The fact sheet, titled "Flexibilities and Support for Small Practices,"(www.cms.gov) notes that "CMS is sensitive to the unique challenges that small practices face in different types of communities, and the Quality Payment Program,(go.cms.gov) as proposed, would provide accommodations for various practice sizes and configurations."
CMS concedes that a regulatory impact analysis suggested that the rule "would negatively impact small practices."
That's of great significance to the AAFP because the latest available member census indicated that slightly more than 80 percent of the Academy's family physicians work in practices of 15 or fewer physicians; furthermore, some 17 percent of members have primary addresses located in rural areas.
"This paper details the flexibility and support available to small practices and practices in rural or health professional shortage areas," says CMS. Regarding the Merit-based Incentive Payment System (MIPS) -- one of two payment paths physicians may pursue -- CMS outlines specific proposed flexibilities designed "to account for diversity among practices."
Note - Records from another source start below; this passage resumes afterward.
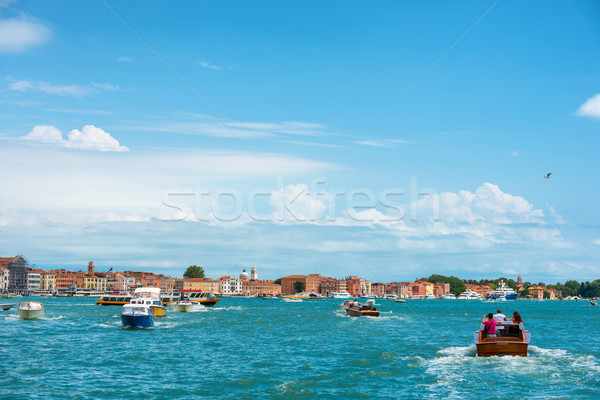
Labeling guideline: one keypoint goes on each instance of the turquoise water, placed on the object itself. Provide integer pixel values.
(254, 348)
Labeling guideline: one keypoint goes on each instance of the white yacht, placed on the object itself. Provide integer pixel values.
(470, 295)
(341, 295)
(503, 291)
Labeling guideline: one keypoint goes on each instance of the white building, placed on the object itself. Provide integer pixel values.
(33, 281)
(229, 285)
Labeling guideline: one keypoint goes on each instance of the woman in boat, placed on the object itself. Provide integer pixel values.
(489, 325)
(517, 320)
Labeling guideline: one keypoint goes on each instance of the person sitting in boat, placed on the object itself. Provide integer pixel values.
(517, 320)
(499, 317)
(489, 325)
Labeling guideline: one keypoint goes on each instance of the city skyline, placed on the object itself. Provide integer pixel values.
(388, 141)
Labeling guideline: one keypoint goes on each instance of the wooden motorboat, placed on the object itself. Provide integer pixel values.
(7, 306)
(355, 309)
(31, 310)
(511, 341)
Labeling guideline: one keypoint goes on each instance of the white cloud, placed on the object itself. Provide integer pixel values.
(48, 88)
(17, 35)
(208, 65)
(92, 138)
(213, 127)
(89, 138)
(295, 203)
(106, 86)
(591, 108)
(60, 90)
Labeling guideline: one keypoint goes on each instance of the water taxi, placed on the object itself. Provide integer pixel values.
(511, 341)
(206, 299)
(470, 295)
(305, 295)
(143, 309)
(503, 291)
(356, 309)
(341, 295)
(118, 299)
(31, 310)
(182, 305)
(6, 306)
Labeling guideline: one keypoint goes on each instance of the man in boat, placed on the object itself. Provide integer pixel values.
(499, 317)
(489, 325)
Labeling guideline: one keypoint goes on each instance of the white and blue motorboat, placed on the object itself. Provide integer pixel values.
(142, 310)
(341, 295)
(137, 316)
(503, 291)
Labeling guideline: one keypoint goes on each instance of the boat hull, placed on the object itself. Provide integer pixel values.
(353, 312)
(501, 348)
(137, 321)
(31, 314)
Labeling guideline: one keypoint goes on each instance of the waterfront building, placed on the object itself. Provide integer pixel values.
(17, 279)
(33, 280)
(379, 289)
(4, 273)
(440, 289)
(229, 285)
(47, 281)
(537, 292)
(312, 283)
(257, 288)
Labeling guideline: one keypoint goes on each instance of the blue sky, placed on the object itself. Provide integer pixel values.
(388, 140)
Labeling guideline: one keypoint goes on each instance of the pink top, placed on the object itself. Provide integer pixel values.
(491, 326)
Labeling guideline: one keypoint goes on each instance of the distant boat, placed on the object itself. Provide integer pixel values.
(356, 309)
(6, 306)
(470, 295)
(184, 305)
(513, 342)
(341, 295)
(143, 309)
(31, 310)
(508, 293)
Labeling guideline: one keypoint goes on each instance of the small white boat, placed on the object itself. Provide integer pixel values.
(31, 310)
(341, 295)
(470, 295)
(184, 305)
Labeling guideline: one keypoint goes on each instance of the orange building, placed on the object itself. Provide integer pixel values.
(312, 283)
(256, 288)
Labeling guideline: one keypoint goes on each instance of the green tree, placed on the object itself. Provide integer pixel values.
(194, 271)
(299, 286)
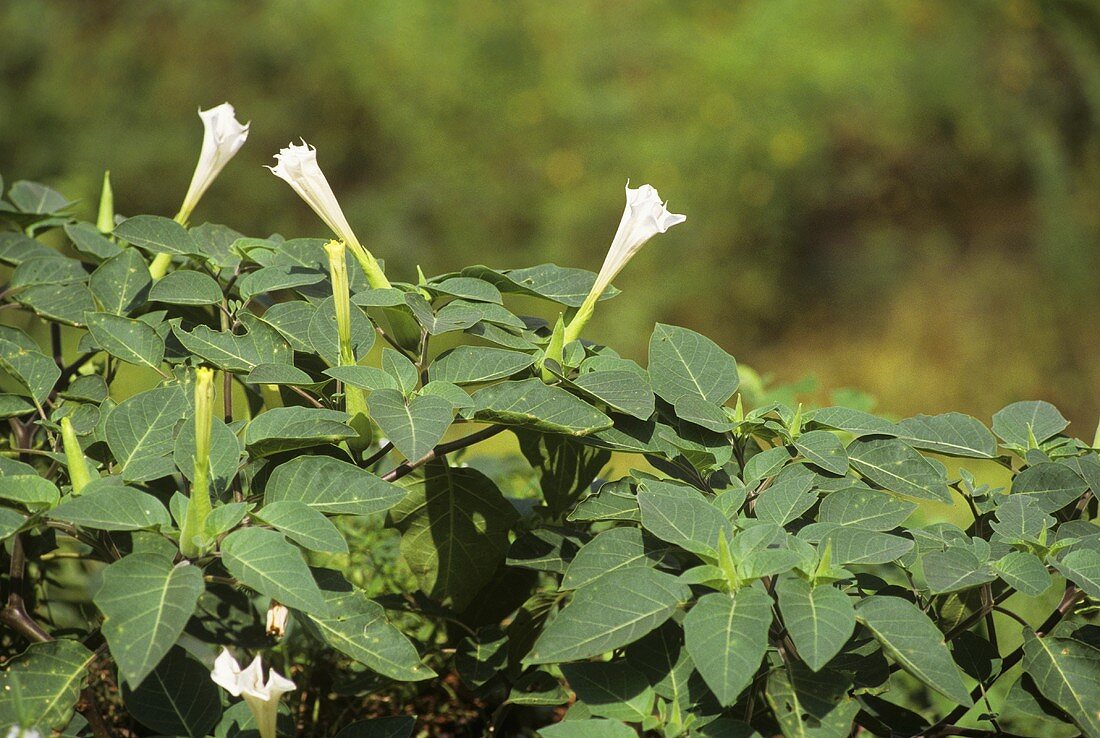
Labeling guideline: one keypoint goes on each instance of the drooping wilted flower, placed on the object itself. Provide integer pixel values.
(249, 683)
(222, 136)
(644, 217)
(277, 615)
(297, 165)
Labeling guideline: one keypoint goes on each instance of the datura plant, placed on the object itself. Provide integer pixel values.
(414, 511)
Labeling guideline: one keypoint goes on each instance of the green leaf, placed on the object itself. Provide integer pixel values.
(614, 610)
(612, 689)
(276, 277)
(1081, 568)
(898, 467)
(359, 628)
(278, 374)
(325, 338)
(237, 352)
(855, 546)
(141, 431)
(303, 525)
(31, 197)
(36, 372)
(849, 420)
(10, 521)
(682, 362)
(146, 601)
(292, 321)
(914, 642)
(954, 570)
(87, 240)
(40, 686)
(330, 485)
(820, 619)
(65, 304)
(473, 364)
(788, 498)
(364, 377)
(414, 426)
(157, 235)
(859, 507)
(17, 248)
(454, 530)
(952, 433)
(186, 287)
(587, 728)
(400, 369)
(380, 727)
(535, 405)
(727, 636)
(1018, 422)
(609, 551)
(625, 390)
(559, 284)
(177, 698)
(107, 505)
(811, 705)
(30, 491)
(469, 288)
(682, 516)
(224, 453)
(823, 450)
(264, 561)
(538, 687)
(132, 341)
(1051, 485)
(1024, 572)
(1065, 671)
(55, 270)
(1021, 520)
(122, 283)
(288, 428)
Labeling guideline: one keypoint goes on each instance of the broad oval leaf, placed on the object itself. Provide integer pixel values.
(820, 619)
(914, 642)
(727, 636)
(682, 362)
(330, 485)
(607, 614)
(263, 560)
(146, 601)
(535, 405)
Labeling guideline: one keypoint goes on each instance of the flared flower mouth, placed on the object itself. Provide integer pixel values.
(222, 136)
(645, 216)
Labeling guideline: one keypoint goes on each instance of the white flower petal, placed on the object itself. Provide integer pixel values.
(644, 217)
(227, 673)
(222, 136)
(297, 165)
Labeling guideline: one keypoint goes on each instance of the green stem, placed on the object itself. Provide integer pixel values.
(74, 456)
(191, 540)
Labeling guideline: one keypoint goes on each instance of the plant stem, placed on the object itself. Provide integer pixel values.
(442, 450)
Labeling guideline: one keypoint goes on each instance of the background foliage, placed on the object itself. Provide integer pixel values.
(899, 196)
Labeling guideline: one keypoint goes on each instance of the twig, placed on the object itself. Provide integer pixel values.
(440, 451)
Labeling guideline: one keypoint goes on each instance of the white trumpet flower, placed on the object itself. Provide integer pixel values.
(644, 217)
(249, 683)
(297, 165)
(222, 136)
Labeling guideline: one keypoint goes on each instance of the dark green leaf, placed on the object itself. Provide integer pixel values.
(146, 601)
(454, 530)
(614, 610)
(727, 636)
(264, 561)
(912, 640)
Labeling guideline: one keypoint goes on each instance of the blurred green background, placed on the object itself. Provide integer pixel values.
(901, 196)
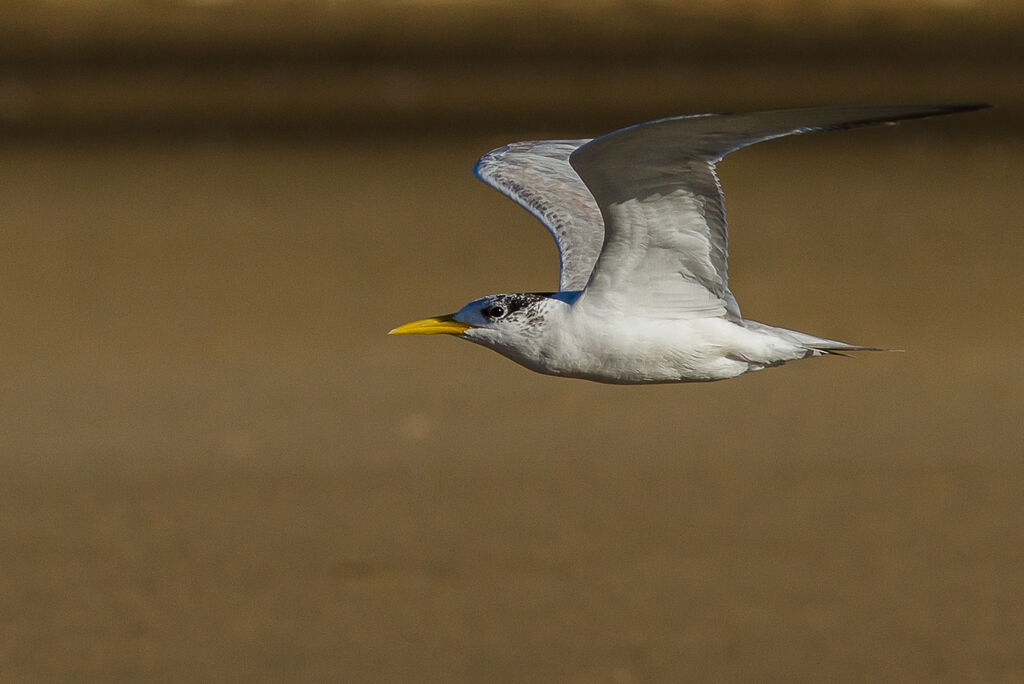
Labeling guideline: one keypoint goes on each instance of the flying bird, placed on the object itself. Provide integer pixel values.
(639, 219)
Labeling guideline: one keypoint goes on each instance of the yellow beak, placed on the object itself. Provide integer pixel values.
(443, 325)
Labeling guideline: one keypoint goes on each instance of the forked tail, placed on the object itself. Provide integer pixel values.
(810, 342)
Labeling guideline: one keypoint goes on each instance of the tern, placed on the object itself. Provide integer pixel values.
(639, 219)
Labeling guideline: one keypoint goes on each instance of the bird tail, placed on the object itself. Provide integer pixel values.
(815, 345)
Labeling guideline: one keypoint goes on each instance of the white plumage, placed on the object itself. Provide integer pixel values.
(639, 219)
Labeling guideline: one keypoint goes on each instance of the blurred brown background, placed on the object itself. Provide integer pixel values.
(214, 465)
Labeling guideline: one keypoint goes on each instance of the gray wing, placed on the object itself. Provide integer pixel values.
(538, 176)
(666, 241)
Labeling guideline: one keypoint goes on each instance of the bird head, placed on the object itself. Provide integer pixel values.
(505, 323)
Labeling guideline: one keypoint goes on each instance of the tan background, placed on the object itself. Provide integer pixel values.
(214, 466)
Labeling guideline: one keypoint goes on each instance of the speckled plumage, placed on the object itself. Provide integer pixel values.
(639, 219)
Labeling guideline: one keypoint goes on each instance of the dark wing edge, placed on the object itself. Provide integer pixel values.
(657, 157)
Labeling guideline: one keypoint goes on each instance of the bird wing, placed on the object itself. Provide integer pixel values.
(538, 175)
(665, 241)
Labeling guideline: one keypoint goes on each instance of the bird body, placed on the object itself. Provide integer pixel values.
(639, 219)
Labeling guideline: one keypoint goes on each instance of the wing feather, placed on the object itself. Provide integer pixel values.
(539, 177)
(666, 244)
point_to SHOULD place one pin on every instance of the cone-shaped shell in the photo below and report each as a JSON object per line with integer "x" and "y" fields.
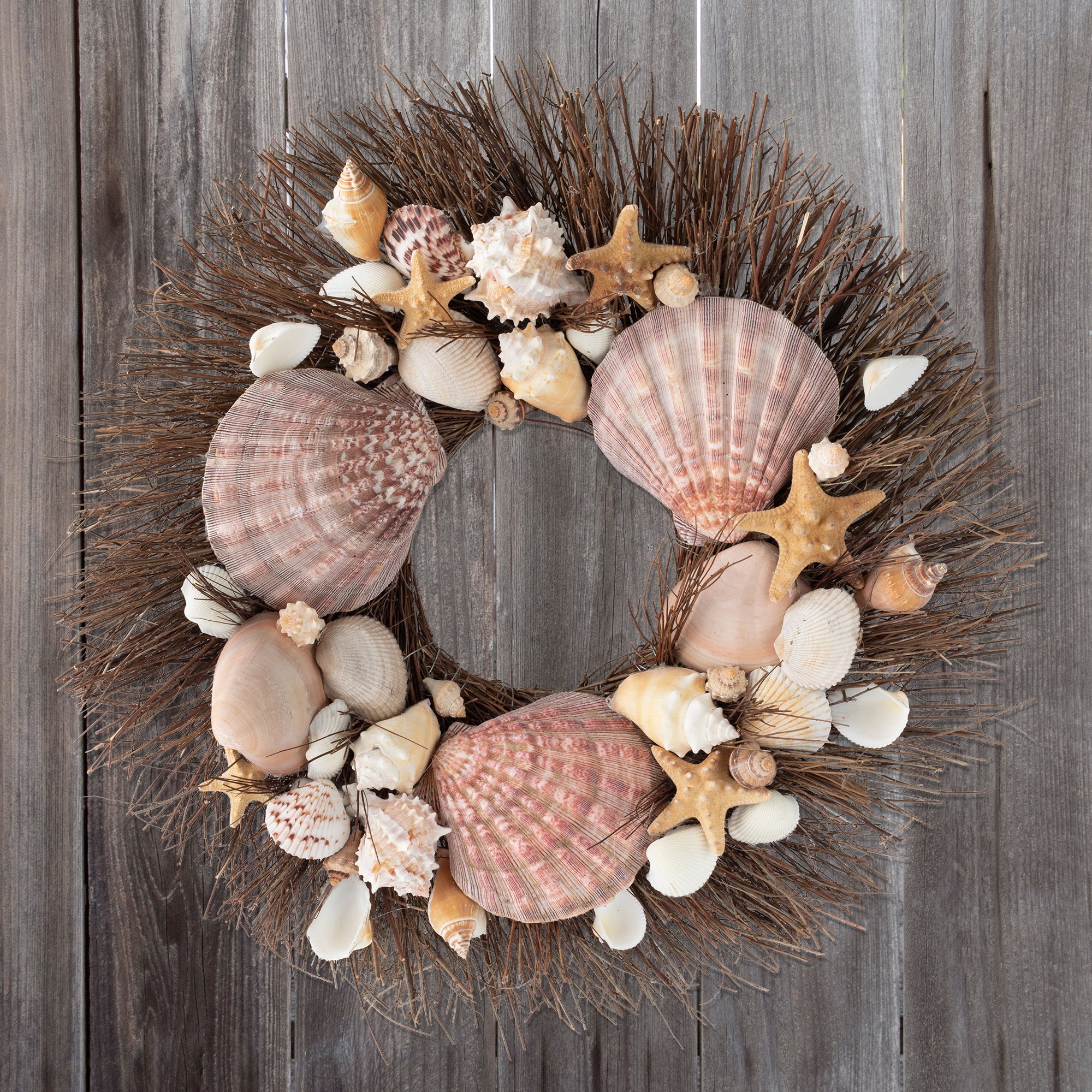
{"x": 733, "y": 621}
{"x": 265, "y": 694}
{"x": 672, "y": 708}
{"x": 818, "y": 638}
{"x": 314, "y": 488}
{"x": 706, "y": 406}
{"x": 541, "y": 803}
{"x": 363, "y": 664}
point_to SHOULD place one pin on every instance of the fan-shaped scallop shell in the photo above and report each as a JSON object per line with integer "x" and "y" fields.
{"x": 543, "y": 805}
{"x": 314, "y": 486}
{"x": 706, "y": 406}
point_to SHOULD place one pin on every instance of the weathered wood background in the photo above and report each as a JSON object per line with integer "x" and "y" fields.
{"x": 965, "y": 123}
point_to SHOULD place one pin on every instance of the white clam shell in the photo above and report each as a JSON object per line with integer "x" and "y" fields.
{"x": 889, "y": 378}
{"x": 281, "y": 347}
{"x": 769, "y": 821}
{"x": 871, "y": 717}
{"x": 621, "y": 924}
{"x": 206, "y": 613}
{"x": 820, "y": 637}
{"x": 681, "y": 862}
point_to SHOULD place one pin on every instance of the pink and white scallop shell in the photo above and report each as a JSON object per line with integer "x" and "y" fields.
{"x": 314, "y": 488}
{"x": 706, "y": 406}
{"x": 429, "y": 230}
{"x": 544, "y": 806}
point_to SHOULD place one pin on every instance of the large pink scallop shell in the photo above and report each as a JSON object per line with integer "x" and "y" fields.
{"x": 314, "y": 488}
{"x": 706, "y": 406}
{"x": 544, "y": 808}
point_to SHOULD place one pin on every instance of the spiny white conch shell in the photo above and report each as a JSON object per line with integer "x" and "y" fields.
{"x": 308, "y": 822}
{"x": 818, "y": 638}
{"x": 889, "y": 378}
{"x": 357, "y": 213}
{"x": 681, "y": 862}
{"x": 871, "y": 717}
{"x": 770, "y": 821}
{"x": 621, "y": 924}
{"x": 328, "y": 750}
{"x": 362, "y": 664}
{"x": 281, "y": 347}
{"x": 399, "y": 846}
{"x": 671, "y": 707}
{"x": 542, "y": 369}
{"x": 395, "y": 753}
{"x": 828, "y": 460}
{"x": 364, "y": 355}
{"x": 343, "y": 924}
{"x": 204, "y": 611}
{"x": 519, "y": 258}
{"x": 798, "y": 719}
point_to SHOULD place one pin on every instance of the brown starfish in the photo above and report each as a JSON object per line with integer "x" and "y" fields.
{"x": 624, "y": 267}
{"x": 705, "y": 792}
{"x": 424, "y": 300}
{"x": 810, "y": 527}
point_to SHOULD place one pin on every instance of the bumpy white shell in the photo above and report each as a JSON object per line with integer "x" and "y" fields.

For instance, CMS highlights proposals that are small practice-friendly, such as
- low-volume exclusions from the MIPS payment adjustment for clinicians or groups who have $10,000 or less in Medicare charges and 100 or fewer Medicare patients;
- flexibility in MIPS scoring if there are not sufficient measures and activities applicable and available in a MIPS performance category;
- group reporting that allows solo and small practices to join "virtual groups" and combine their MIPS reporting;
- administrative burden reduction in that CMS would remove unneeded measures and reduce administrative burden but still provide meaningful rewards for high-quality health care; and
- simplified reporting made possible through a single reporting mechanism.
The agency notes that the legislation provides $100 million in funding to help small practices with technical assistance and another $685 million to support the Transforming Clinical Practice Initiative.
Lastly, the Health Care Payment Learning and Action Network(hcp-lan.org) -- a public-private partnership designed to align efforts to move toward new payment systems -- provides a place where small practices can discuss ideas and share best practices on how they are moving toward alternative payment models.
CMS invites all stakeholders to submit comments(www.regulations.gov) by the June 27 deadline.
In the meantime, family physicians in practices of all sizes and settings can rest assured that the AAFP fully intends to demand improvements in the proposed rule to ensure that physicians will have every opportunity to succeed.